There is an opportunity cost associated with the decision to go to graduate school. The years spent in graduate school are lost years of employment. Most graduate students believe this is more than compensated by increased salary with a graduate degree and increased job satisfaction. Nonetheless, anything The Graduate School can do to reduce time-to-degree while preserving the quality of the degree is considered a win-win for the students and for the graduate program.
So how long does it take our students to earn their degrees and what are we doing to make a difference?

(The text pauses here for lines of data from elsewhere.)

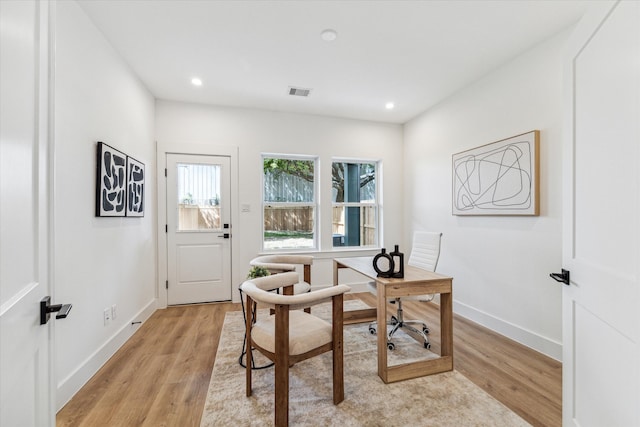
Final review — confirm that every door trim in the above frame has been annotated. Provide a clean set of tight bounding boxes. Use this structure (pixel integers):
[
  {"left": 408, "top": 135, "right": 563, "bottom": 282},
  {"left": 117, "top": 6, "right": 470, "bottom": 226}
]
[{"left": 156, "top": 142, "right": 239, "bottom": 308}]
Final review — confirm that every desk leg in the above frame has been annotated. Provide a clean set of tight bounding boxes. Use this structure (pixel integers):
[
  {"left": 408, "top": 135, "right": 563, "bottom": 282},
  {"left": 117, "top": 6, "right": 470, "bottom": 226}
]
[
  {"left": 440, "top": 291, "right": 453, "bottom": 359},
  {"left": 376, "top": 281, "right": 388, "bottom": 383}
]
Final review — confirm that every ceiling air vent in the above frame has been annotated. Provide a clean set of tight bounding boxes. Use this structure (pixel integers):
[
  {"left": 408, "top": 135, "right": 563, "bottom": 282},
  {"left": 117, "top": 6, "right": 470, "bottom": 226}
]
[{"left": 288, "top": 86, "right": 312, "bottom": 97}]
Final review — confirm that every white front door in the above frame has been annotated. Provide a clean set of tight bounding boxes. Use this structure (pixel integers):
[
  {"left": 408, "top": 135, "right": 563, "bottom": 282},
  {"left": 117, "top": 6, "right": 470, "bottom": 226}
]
[
  {"left": 0, "top": 0, "right": 55, "bottom": 425},
  {"left": 166, "top": 154, "right": 232, "bottom": 304},
  {"left": 562, "top": 1, "right": 640, "bottom": 426}
]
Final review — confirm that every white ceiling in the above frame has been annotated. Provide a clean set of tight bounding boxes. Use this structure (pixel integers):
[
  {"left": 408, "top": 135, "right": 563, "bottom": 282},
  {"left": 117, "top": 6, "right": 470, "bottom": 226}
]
[{"left": 78, "top": 0, "right": 590, "bottom": 124}]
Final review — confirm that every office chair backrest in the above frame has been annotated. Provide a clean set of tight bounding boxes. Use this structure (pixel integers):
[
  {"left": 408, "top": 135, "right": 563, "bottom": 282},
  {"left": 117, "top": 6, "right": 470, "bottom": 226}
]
[{"left": 408, "top": 231, "right": 442, "bottom": 272}]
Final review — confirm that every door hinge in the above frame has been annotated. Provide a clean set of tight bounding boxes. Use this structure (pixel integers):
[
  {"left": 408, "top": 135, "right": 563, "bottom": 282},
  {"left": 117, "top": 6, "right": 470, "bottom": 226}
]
[
  {"left": 165, "top": 224, "right": 168, "bottom": 233},
  {"left": 164, "top": 168, "right": 167, "bottom": 177},
  {"left": 166, "top": 280, "right": 169, "bottom": 289}
]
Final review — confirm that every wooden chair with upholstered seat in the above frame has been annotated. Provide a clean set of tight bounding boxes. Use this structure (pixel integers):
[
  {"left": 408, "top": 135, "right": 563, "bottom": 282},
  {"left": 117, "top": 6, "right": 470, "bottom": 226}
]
[
  {"left": 249, "top": 254, "right": 313, "bottom": 296},
  {"left": 241, "top": 271, "right": 350, "bottom": 427},
  {"left": 239, "top": 255, "right": 315, "bottom": 369},
  {"left": 250, "top": 254, "right": 314, "bottom": 315}
]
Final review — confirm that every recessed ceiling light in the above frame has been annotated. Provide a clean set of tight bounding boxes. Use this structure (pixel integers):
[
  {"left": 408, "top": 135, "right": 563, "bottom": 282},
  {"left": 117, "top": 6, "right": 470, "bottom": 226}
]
[
  {"left": 320, "top": 29, "right": 337, "bottom": 42},
  {"left": 385, "top": 102, "right": 395, "bottom": 110},
  {"left": 191, "top": 77, "right": 203, "bottom": 86}
]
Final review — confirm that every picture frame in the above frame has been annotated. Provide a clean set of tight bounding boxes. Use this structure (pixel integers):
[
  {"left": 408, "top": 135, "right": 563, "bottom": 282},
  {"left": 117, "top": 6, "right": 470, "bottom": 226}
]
[
  {"left": 452, "top": 130, "right": 539, "bottom": 216},
  {"left": 126, "top": 155, "right": 145, "bottom": 217},
  {"left": 96, "top": 141, "right": 127, "bottom": 217}
]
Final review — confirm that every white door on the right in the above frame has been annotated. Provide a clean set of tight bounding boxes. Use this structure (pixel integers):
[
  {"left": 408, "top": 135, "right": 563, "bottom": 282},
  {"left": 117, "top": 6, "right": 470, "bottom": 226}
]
[{"left": 562, "top": 1, "right": 639, "bottom": 426}]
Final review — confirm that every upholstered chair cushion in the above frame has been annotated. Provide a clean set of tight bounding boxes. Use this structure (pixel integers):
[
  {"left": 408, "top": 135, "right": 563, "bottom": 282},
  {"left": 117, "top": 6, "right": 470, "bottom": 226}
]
[{"left": 252, "top": 311, "right": 332, "bottom": 355}]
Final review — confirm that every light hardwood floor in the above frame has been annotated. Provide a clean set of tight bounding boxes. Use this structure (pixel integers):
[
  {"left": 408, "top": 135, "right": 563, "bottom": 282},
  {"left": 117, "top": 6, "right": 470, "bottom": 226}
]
[{"left": 57, "top": 293, "right": 561, "bottom": 427}]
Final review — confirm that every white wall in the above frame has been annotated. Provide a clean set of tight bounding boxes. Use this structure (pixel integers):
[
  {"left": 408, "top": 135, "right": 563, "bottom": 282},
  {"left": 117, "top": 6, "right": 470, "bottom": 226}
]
[
  {"left": 50, "top": 3, "right": 569, "bottom": 412},
  {"left": 155, "top": 101, "right": 404, "bottom": 300},
  {"left": 54, "top": 1, "right": 157, "bottom": 409},
  {"left": 404, "top": 30, "right": 569, "bottom": 360}
]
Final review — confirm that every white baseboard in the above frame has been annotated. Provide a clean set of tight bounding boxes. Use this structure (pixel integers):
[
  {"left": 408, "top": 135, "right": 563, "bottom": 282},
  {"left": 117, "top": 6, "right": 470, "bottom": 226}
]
[
  {"left": 454, "top": 300, "right": 562, "bottom": 361},
  {"left": 56, "top": 299, "right": 158, "bottom": 411}
]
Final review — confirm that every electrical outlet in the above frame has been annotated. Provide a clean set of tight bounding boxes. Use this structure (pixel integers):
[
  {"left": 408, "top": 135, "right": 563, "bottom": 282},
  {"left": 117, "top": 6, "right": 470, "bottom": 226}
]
[
  {"left": 103, "top": 308, "right": 111, "bottom": 325},
  {"left": 111, "top": 304, "right": 117, "bottom": 320}
]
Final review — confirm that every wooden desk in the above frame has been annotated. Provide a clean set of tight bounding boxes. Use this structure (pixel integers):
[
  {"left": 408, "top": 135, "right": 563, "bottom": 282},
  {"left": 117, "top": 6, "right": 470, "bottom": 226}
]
[{"left": 333, "top": 256, "right": 453, "bottom": 383}]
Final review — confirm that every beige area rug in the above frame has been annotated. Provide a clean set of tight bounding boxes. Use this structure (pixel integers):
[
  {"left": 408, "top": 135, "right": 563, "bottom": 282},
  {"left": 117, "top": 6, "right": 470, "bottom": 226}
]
[{"left": 200, "top": 300, "right": 530, "bottom": 426}]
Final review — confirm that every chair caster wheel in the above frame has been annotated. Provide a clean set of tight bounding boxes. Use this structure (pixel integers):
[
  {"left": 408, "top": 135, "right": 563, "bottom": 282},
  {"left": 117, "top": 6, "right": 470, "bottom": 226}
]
[
  {"left": 390, "top": 316, "right": 398, "bottom": 325},
  {"left": 423, "top": 326, "right": 430, "bottom": 334},
  {"left": 387, "top": 342, "right": 396, "bottom": 351},
  {"left": 369, "top": 327, "right": 376, "bottom": 335},
  {"left": 424, "top": 342, "right": 431, "bottom": 349}
]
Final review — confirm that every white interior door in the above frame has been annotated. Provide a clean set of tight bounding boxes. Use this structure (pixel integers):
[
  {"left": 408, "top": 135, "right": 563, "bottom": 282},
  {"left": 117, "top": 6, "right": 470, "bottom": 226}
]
[
  {"left": 166, "top": 154, "right": 232, "bottom": 304},
  {"left": 562, "top": 1, "right": 640, "bottom": 426},
  {"left": 0, "top": 0, "right": 55, "bottom": 425}
]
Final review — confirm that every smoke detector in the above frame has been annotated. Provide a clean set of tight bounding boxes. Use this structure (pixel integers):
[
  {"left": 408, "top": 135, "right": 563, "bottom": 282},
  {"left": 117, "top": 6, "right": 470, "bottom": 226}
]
[{"left": 288, "top": 86, "right": 312, "bottom": 97}]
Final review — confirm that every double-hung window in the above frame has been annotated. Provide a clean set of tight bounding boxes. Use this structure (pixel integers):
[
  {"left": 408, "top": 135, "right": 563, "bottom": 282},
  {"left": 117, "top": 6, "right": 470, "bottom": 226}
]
[
  {"left": 332, "top": 160, "right": 378, "bottom": 248},
  {"left": 263, "top": 155, "right": 317, "bottom": 250}
]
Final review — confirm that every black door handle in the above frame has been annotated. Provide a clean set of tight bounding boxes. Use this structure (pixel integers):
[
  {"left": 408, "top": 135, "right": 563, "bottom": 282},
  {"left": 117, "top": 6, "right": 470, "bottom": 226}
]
[
  {"left": 549, "top": 269, "right": 570, "bottom": 286},
  {"left": 40, "top": 296, "right": 72, "bottom": 325}
]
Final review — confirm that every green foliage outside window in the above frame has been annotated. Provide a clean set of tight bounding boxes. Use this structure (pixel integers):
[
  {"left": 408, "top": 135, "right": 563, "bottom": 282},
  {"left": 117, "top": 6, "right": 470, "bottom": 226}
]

Most of our University’s master’s degree students graduate within three years if they attend full-time. Traditional research master’s degrees (M.A. and M.S.) are built on two-to-three-year curricula. The last several years have witnessed the emergence of master’s degree programs that are accelerated. For example, our Professional Science Master’s program degrees can be completed in 16 months of full-time, intensive work. In addition, master’s degree programs as short as 12 months are being designed with no loss of quality.
The median time-to-degree for our doctoral students is about 5.7 years. This compares favorably with our peers but many believe it is too long.
“It is important for our students to reduce their ‘opportunity costs’ and complete their graduate programs as quickly as possible. In addition, it is important for society to get these bright minds into the workforce as quickly as possible so they can apply their skills and knowledge to solving the world’s problems.”
For doctoral students, the Royster Society of Fellows, our premier fellowship program, provides full funding for five years with the first year and fifth year as non-service years. This latter point is important and a point of pride for this program. The non-service years provide our students with time to get their feet on the ground and take a full load of course work (first year) and then finish their dissertations, complete their job searches and graduate (fifth year). The Royster Society was created through the vision and generosity of Dr. and Mrs. Thomas S. Royster and has recruited more than 430 exceptional students to Carolina within a wide variety of academic areas.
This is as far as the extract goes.